I write in spanish with accents on vowels and tildes on the n: á-ú and ñ.
I have read many posts and I see problems similar to the one I'm having have been solved with new versions of knitr. But there is one issue I haven't found a solution for.
When I started, I used the 'system default' encoding that appears in the RStudio dialog, i.e. ISO 8859-1, and the RStudio previews worked great. However when I tried to get Word documents, pandoc choked on the accentuated vowels. I found a post showing how to solve this using iconv:
iconv -t utf-8 "myfile.md" | pandoc -o "myfile.docx"| iconv -f utf-8
While this did solve pandoc's unrecognized utf-8 characters complaints, for some reason pandoc stops finding my plots, with an error like this one:
pandoc: Could not find image `figure/Parent.png', skipping...
If I use only non-accent characters, pandoc finds the images with no problems. I looked at the two .md files with an hex editor, and I can't see any difference when I compare the sections that handle the figures:
![plot of chunk Parent](figure/Parent.png)
although obviously the accentuated characters are completely different... I have verified that the image files do exist in the figure folder
Anyway, after reading many posts I decided to set RStudio to use UTF-8 encoding. With only one level of files things work great.
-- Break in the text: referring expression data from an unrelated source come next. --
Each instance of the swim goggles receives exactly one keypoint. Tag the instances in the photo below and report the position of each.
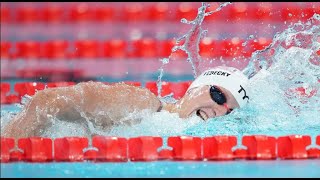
(219, 97)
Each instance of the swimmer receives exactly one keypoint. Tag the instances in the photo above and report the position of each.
(216, 92)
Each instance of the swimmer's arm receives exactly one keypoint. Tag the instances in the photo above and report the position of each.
(75, 102)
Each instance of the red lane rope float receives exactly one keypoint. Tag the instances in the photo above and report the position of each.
(148, 148)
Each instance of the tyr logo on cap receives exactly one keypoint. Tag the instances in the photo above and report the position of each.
(245, 93)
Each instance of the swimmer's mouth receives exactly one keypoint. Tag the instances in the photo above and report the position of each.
(202, 114)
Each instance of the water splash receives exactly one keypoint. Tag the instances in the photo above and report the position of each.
(290, 62)
(191, 41)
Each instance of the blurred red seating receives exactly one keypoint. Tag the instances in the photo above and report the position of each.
(219, 147)
(5, 14)
(52, 13)
(59, 84)
(144, 148)
(87, 49)
(36, 149)
(29, 88)
(55, 49)
(232, 48)
(5, 49)
(104, 13)
(27, 14)
(115, 48)
(5, 88)
(290, 12)
(208, 48)
(186, 147)
(216, 16)
(293, 146)
(12, 98)
(167, 45)
(6, 145)
(263, 11)
(159, 11)
(187, 10)
(28, 50)
(81, 12)
(69, 148)
(145, 48)
(133, 12)
(239, 11)
(152, 86)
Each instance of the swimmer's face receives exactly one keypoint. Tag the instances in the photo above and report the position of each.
(199, 101)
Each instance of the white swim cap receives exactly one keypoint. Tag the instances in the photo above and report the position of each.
(229, 78)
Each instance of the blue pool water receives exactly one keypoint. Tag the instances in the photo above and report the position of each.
(273, 168)
(270, 112)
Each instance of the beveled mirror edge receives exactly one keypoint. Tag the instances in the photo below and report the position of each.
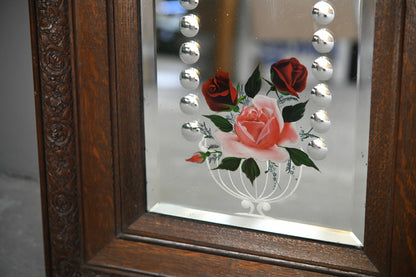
(390, 17)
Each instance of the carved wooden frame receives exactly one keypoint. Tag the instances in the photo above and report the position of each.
(87, 79)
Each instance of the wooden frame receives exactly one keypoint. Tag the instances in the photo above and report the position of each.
(87, 79)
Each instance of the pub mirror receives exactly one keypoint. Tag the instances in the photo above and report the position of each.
(257, 113)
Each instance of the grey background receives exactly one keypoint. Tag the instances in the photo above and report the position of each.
(21, 245)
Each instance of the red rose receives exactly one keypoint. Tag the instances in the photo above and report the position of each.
(218, 91)
(289, 75)
(197, 158)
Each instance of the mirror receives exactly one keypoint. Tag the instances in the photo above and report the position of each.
(257, 113)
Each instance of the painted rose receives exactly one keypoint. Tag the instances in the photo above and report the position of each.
(259, 130)
(289, 75)
(196, 158)
(218, 91)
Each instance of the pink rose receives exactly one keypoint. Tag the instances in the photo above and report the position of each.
(196, 158)
(259, 130)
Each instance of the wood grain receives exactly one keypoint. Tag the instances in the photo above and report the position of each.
(383, 131)
(404, 225)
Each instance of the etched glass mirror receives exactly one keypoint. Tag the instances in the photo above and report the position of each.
(257, 113)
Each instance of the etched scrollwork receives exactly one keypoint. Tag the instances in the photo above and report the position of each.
(53, 34)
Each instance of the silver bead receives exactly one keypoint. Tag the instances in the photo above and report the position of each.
(323, 12)
(321, 96)
(317, 149)
(189, 104)
(189, 52)
(189, 78)
(322, 68)
(189, 25)
(189, 4)
(191, 131)
(323, 41)
(320, 121)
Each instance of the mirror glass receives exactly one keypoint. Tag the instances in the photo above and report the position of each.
(257, 113)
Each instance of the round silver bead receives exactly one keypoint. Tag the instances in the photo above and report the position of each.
(189, 52)
(189, 78)
(321, 95)
(320, 121)
(322, 68)
(189, 104)
(317, 149)
(191, 131)
(189, 4)
(323, 12)
(323, 41)
(189, 25)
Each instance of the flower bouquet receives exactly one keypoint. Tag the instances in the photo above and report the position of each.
(253, 131)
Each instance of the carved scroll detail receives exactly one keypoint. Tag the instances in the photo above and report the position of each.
(59, 139)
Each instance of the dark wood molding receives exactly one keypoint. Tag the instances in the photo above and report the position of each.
(88, 91)
(56, 133)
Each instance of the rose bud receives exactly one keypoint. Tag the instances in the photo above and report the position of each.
(218, 91)
(197, 158)
(289, 76)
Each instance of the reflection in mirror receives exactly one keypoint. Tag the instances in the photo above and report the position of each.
(257, 113)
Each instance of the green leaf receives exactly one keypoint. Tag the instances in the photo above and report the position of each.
(283, 92)
(299, 157)
(293, 113)
(222, 123)
(251, 169)
(231, 108)
(229, 163)
(253, 84)
(270, 83)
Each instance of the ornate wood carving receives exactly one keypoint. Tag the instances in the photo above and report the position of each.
(56, 102)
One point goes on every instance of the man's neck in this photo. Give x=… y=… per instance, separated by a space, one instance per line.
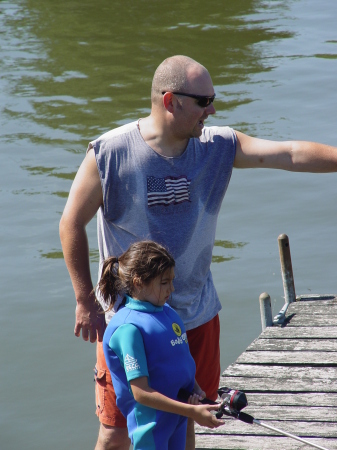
x=161 y=140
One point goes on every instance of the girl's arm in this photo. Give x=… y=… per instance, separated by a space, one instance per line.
x=147 y=396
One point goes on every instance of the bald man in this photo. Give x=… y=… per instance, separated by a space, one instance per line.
x=163 y=178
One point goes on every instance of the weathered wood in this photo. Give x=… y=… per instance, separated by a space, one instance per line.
x=325 y=399
x=289 y=358
x=258 y=443
x=279 y=385
x=297 y=427
x=327 y=345
x=279 y=372
x=327 y=307
x=302 y=332
x=304 y=413
x=289 y=374
x=320 y=320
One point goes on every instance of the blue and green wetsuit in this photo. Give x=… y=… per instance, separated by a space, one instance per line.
x=147 y=340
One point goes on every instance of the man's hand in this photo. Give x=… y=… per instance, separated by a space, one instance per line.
x=89 y=318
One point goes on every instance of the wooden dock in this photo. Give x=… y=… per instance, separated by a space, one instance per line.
x=289 y=374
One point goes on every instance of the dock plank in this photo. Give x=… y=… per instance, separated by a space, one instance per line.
x=289 y=374
x=214 y=442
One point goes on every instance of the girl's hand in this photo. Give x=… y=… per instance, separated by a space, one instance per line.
x=194 y=399
x=205 y=418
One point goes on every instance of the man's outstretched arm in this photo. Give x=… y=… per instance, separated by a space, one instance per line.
x=84 y=200
x=296 y=156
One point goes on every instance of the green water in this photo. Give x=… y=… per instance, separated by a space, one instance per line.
x=69 y=71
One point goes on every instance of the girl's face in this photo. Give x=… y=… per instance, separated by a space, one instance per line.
x=158 y=291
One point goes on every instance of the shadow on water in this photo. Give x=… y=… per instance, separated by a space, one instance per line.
x=84 y=67
x=73 y=70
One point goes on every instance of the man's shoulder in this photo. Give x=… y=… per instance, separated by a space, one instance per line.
x=114 y=133
x=209 y=132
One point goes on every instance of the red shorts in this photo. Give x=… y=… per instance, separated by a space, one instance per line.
x=204 y=342
x=205 y=349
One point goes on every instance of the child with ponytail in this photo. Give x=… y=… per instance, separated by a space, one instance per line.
x=146 y=349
For example, I can -independently- knit and then pandoc into Word the following 2 Rmd files:
Parent - SAVED WITH utf-8 encoding in RStudio
========================================================
u with an accent: "ú" SAVED WITH utf-8 encoding in RStudio
```{r fig.width=7, fig.height=6}
plot(cars, main='Parent ú')
```
and separately:
Child - SAVED WITH utf-8 encoding in RStudio
========================================================
u with an accent: "ú" Child file
```{r fig.width=7, fig.height=6}
plot(cars, main='One File Child ú')
```
and I get both 2 perfect prevues in RStudio and 2 perfect Word documents from pandoc.
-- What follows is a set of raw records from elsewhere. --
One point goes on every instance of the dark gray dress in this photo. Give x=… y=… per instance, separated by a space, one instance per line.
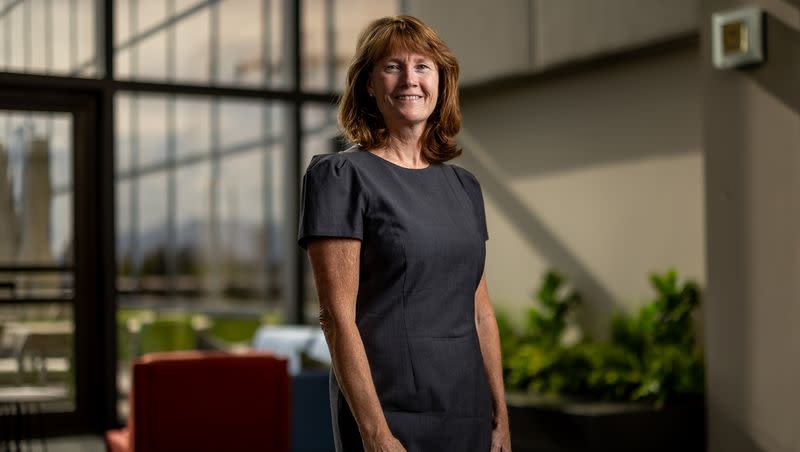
x=423 y=234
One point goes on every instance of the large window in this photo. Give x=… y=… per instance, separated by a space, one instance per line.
x=49 y=36
x=198 y=128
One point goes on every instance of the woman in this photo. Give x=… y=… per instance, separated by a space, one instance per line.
x=396 y=240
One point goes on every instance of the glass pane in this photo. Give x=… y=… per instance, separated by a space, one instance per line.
x=36 y=204
x=36 y=218
x=37 y=353
x=49 y=36
x=330 y=30
x=239 y=43
x=199 y=235
x=320 y=136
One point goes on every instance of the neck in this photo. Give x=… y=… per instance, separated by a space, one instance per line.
x=404 y=147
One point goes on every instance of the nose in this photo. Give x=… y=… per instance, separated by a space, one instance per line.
x=409 y=77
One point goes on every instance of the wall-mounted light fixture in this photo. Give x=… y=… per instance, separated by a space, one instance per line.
x=737 y=38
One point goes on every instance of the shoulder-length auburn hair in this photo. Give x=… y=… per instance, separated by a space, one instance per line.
x=361 y=121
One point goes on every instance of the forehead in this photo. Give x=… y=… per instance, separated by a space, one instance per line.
x=398 y=50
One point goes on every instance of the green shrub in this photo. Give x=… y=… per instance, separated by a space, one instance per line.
x=653 y=356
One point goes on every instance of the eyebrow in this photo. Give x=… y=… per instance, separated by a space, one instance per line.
x=416 y=60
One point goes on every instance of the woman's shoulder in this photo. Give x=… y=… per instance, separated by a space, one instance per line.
x=348 y=160
x=467 y=179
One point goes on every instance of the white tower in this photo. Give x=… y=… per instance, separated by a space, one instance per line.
x=8 y=216
x=36 y=200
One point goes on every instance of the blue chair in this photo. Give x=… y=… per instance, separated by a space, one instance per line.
x=311 y=412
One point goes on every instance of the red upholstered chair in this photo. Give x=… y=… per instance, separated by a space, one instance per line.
x=206 y=401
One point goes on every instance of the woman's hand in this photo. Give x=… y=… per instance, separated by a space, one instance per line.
x=501 y=438
x=383 y=443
The problem arises when I try to call the child part from the parent part. In other words, if I add to the first file the following lines:
```{r CallChild, child='TestUTFChild.Rmd'}
```
then all the accents in the child file become garbled as if the UTF-8 was beeing interpreted as ISO 8859-1. Pandoc stops reading the file as well, complaining it's not utf-8.
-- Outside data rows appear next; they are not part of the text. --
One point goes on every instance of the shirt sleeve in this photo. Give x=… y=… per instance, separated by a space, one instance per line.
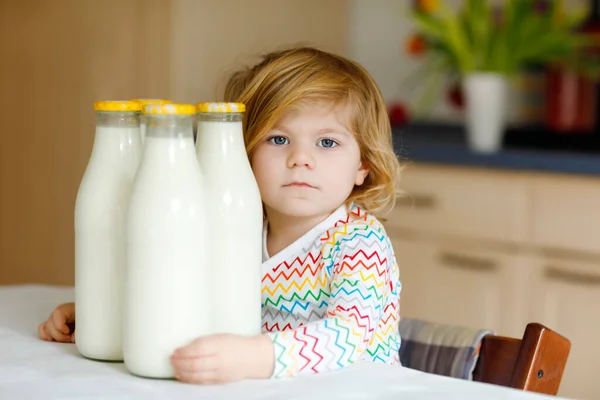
x=360 y=272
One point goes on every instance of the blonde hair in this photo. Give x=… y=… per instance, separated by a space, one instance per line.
x=290 y=78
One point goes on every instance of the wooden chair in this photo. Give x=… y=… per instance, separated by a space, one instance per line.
x=534 y=363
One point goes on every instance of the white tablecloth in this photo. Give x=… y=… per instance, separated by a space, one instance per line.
x=33 y=369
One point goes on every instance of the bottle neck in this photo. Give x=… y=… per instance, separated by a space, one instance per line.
x=220 y=117
x=115 y=119
x=169 y=126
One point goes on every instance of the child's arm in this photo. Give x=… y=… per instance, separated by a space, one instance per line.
x=362 y=268
x=60 y=326
x=363 y=275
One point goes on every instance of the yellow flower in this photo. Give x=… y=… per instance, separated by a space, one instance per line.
x=427 y=6
x=416 y=45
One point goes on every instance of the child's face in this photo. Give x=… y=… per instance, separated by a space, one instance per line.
x=308 y=164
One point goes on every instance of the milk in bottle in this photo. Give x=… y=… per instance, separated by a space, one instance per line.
x=100 y=211
x=144 y=103
x=235 y=219
x=166 y=284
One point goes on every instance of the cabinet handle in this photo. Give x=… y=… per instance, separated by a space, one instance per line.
x=580 y=278
x=466 y=262
x=420 y=201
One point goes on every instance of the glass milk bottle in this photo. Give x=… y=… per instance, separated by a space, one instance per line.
x=166 y=285
x=100 y=212
x=144 y=103
x=236 y=219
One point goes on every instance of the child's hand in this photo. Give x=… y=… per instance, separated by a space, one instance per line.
x=223 y=358
x=58 y=327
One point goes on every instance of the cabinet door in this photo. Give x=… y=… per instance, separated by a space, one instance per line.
x=463 y=285
x=567 y=300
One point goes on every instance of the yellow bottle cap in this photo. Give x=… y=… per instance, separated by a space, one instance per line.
x=117 y=105
x=221 y=107
x=145 y=102
x=169 y=109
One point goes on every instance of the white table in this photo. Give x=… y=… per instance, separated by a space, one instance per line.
x=33 y=369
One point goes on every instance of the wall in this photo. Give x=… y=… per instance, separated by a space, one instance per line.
x=211 y=38
x=63 y=55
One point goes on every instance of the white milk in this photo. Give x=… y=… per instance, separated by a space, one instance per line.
x=236 y=226
x=100 y=211
x=166 y=297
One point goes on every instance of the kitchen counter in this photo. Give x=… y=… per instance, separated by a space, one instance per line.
x=528 y=150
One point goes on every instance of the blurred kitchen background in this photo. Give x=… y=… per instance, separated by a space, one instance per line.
x=490 y=234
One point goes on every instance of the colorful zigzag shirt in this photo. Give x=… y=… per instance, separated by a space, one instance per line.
x=331 y=298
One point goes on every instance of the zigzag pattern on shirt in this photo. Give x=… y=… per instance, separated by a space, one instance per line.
x=311 y=315
x=336 y=301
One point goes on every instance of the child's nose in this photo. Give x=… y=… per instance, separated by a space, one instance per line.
x=300 y=157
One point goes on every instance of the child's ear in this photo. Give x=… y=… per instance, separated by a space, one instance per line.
x=361 y=174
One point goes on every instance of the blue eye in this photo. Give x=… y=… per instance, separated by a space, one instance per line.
x=278 y=140
x=327 y=143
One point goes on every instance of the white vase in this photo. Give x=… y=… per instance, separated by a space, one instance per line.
x=486 y=110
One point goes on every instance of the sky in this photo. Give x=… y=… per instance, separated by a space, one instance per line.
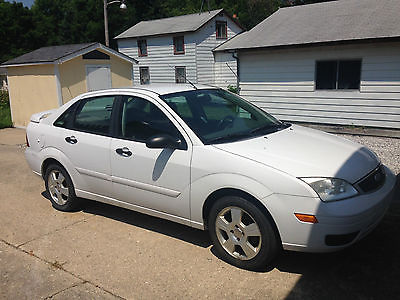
x=27 y=3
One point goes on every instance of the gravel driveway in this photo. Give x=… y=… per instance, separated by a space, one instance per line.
x=106 y=252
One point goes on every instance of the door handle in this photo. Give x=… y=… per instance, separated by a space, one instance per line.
x=71 y=139
x=125 y=152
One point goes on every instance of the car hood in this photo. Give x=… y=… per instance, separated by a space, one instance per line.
x=305 y=152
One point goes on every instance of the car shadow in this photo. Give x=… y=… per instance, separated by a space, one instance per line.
x=369 y=269
x=169 y=228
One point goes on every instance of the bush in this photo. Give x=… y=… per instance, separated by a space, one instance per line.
x=5 y=112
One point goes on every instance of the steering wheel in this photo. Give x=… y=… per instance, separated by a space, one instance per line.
x=226 y=122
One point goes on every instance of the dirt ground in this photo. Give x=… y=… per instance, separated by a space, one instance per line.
x=105 y=252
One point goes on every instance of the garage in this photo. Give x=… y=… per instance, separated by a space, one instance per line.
x=51 y=76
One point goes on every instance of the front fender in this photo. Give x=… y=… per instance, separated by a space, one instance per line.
x=203 y=187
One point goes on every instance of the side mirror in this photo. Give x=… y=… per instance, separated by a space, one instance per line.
x=162 y=141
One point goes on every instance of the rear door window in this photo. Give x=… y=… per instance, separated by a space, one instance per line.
x=94 y=115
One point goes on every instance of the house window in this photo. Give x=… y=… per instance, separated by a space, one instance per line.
x=180 y=74
x=221 y=30
x=144 y=75
x=179 y=45
x=142 y=48
x=338 y=75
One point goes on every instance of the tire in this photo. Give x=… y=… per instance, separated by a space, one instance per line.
x=242 y=234
x=60 y=188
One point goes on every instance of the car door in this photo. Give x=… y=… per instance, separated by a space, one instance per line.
x=158 y=179
x=84 y=138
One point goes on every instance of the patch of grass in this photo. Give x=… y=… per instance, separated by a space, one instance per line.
x=5 y=112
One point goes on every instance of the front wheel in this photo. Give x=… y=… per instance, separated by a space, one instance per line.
x=242 y=234
x=60 y=188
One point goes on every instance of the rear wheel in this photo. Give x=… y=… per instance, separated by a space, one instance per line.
x=242 y=234
x=60 y=188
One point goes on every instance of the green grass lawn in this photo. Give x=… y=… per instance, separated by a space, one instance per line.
x=5 y=112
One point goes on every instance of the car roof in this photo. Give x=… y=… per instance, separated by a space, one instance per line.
x=159 y=88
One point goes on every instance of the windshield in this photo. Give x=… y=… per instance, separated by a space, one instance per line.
x=217 y=116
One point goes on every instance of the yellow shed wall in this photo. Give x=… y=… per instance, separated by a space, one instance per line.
x=73 y=74
x=32 y=89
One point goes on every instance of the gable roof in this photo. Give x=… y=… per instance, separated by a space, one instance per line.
x=335 y=21
x=179 y=24
x=60 y=54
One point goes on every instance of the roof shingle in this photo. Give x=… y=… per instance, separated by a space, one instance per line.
x=171 y=25
x=335 y=21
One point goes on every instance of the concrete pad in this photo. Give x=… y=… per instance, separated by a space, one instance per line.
x=84 y=291
x=12 y=136
x=24 y=213
x=27 y=277
x=137 y=256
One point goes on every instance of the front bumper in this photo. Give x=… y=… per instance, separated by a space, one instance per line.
x=340 y=223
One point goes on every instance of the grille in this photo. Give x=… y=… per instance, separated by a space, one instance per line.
x=373 y=180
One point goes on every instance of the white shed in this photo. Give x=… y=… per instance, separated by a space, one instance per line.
x=334 y=63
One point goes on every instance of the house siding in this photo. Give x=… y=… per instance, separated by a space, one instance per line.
x=207 y=71
x=32 y=89
x=282 y=83
x=198 y=58
x=161 y=59
x=73 y=75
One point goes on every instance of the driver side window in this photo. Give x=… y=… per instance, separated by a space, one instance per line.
x=141 y=119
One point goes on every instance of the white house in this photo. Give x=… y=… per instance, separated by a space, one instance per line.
x=335 y=62
x=172 y=49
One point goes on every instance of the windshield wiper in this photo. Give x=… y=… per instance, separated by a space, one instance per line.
x=228 y=137
x=267 y=128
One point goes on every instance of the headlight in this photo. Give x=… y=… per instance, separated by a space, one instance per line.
x=331 y=189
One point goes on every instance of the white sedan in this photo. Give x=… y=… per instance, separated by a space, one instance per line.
x=206 y=158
If anybody could point me in the right direction, either:
1. With pandoc not finding the plots if I stay with ISO 8859-1. I have also tried Windows-1252 because it's what I saw in the sessionInfo, but the result is the same.
or
2. With the call to the child file, if UTF-8 is the way to go. I have looked for a way of setting some option to force the encoding in the child call, but I haven't found it yet.
Many thanks!
I think this problem should be fixed in the latest development version. See instructions in the development repository on how to install the devel version. Then you should be able to choose UTF-8 in RStudio, and get a UTF-8 encoded output file.
Just in case anyone is interested in the gory details: the reason for the failure before was that I wrote the child output with the encoding you provided, but did not read it with the same encoding. Now I just avoid writing output files for child documents.